Our next discussion was how best to retrieve the stuck #3 cam. The rappel had taken us to lookers right of the cam. Getting there would require a lateral traverse of at least 25 feet. I’d then need to anchor myself with another cam to keep from penduluming across the rock face. I played out the physics in my mind, watching myself careen uncontrollably when I made a misstep on the traverse. While I very much subscribe to a no cam left behind philosophy (a product of my incredible cheapness) and while I felt personally responsible for having gotten the cam stuck, the sun was setting. The prospect of careening through darkness was unnerving and as Sarah sagely put it, “probably not worth it.”

The cam was stuck, or at least, it had yet to move until another party with superior cam unsticking skills climbed the route and claimed it as booty.

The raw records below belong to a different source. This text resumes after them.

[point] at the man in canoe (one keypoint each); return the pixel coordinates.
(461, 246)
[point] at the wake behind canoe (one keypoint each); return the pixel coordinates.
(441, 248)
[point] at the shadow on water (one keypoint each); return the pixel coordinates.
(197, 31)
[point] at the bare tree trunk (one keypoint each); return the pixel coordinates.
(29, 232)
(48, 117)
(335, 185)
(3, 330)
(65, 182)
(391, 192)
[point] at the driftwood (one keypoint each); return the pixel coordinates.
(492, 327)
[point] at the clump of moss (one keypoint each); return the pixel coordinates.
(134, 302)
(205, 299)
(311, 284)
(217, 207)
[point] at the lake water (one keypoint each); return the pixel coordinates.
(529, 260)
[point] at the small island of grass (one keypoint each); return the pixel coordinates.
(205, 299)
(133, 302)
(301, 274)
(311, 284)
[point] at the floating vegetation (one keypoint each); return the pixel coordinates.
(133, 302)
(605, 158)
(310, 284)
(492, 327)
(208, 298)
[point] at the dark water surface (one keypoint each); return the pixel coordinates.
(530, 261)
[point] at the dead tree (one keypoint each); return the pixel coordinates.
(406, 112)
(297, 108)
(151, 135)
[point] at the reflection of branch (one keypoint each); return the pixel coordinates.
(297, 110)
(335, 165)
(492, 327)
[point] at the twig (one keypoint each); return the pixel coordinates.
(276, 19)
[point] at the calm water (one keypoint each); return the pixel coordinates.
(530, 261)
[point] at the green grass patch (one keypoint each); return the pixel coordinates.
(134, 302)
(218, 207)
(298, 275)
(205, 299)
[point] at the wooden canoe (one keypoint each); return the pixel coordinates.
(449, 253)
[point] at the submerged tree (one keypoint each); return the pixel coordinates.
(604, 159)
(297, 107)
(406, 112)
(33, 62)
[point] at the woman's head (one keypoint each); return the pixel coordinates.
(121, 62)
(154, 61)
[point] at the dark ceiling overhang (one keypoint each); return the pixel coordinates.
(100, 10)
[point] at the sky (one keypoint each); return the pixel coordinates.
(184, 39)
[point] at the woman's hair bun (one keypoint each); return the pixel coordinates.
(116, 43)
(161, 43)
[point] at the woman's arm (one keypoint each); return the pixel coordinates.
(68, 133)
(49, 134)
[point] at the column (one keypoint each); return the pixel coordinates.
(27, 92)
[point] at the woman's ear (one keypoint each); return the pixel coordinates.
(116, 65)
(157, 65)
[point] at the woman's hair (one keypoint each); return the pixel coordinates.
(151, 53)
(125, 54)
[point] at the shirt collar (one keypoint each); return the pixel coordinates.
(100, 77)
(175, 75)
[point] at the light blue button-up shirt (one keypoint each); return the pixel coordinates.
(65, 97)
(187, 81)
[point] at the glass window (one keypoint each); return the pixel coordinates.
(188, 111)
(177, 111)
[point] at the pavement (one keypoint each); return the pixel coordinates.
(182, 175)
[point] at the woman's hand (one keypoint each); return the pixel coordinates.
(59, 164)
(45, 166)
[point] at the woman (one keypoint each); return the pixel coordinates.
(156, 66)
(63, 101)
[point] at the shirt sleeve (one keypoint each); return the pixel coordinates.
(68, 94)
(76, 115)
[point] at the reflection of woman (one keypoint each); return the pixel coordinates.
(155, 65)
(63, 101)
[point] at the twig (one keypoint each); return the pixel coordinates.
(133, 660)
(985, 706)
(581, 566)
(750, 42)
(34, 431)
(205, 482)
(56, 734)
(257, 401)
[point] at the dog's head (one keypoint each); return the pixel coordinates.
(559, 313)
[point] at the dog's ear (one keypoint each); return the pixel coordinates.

The rest of the rappel went smoothly. The sky was a deep blue green when we reached the ground, and we hiked out in the dark.


This was only the beginning of our misadventures with getting things stuck in Red Rocks. The following day, we got our rope stuck pulling it from the top of Mushroom People. The rope wrapped around a horn protruding from the rock face and would not come down no matter how hard we tugged. Later that day, we learned that we were stuck in Vegas on our cross-country road trip until Sarah could determine if they’d refill her prescription or if she needed to return to LA for blood tests. The following day, we got the rope stuck rappelling the crux pitch of The Night Crawler and had to wait for the party behind us to climb the pitch and toss the rope down. Dan and Monica of Los Angeles were very kind and did not make us feel inept for what was clearly becoming a chronic problem.

At this point, it began to feel like everything in my life was stagnating, flat-lining, stuck. Not only were we stuck in Vegas with what seemed to be a proclivity for getting everything we owned stuck in the rock, but I was also stuck in life, unable to pick a path forward. I realized I’d felt a little stuck ever since I’d graduated from college. Up until that point in my life, I’d been on a path, making steady forward progress. Post college, I’d lost that path. I remembered a discussion with a friend who was ecstatic to have graduated and said he’d never felt more free; he could do whatever he wanted, go wherever he wanted. For me, that was the problem. But perhaps, like the cam we’d left behind, I was not stuck; I just had yet to move. My sense of stagnation was a mental state and only real as long as I believed it.

I excitedly related my breakthrough to Sarah who pointed out that walking a path, while it might not equate to stagnation, was certainly not freedom. In a sense, I was never really free.

Prescription in hand, we hit the road again, heading north to the Utah high desert.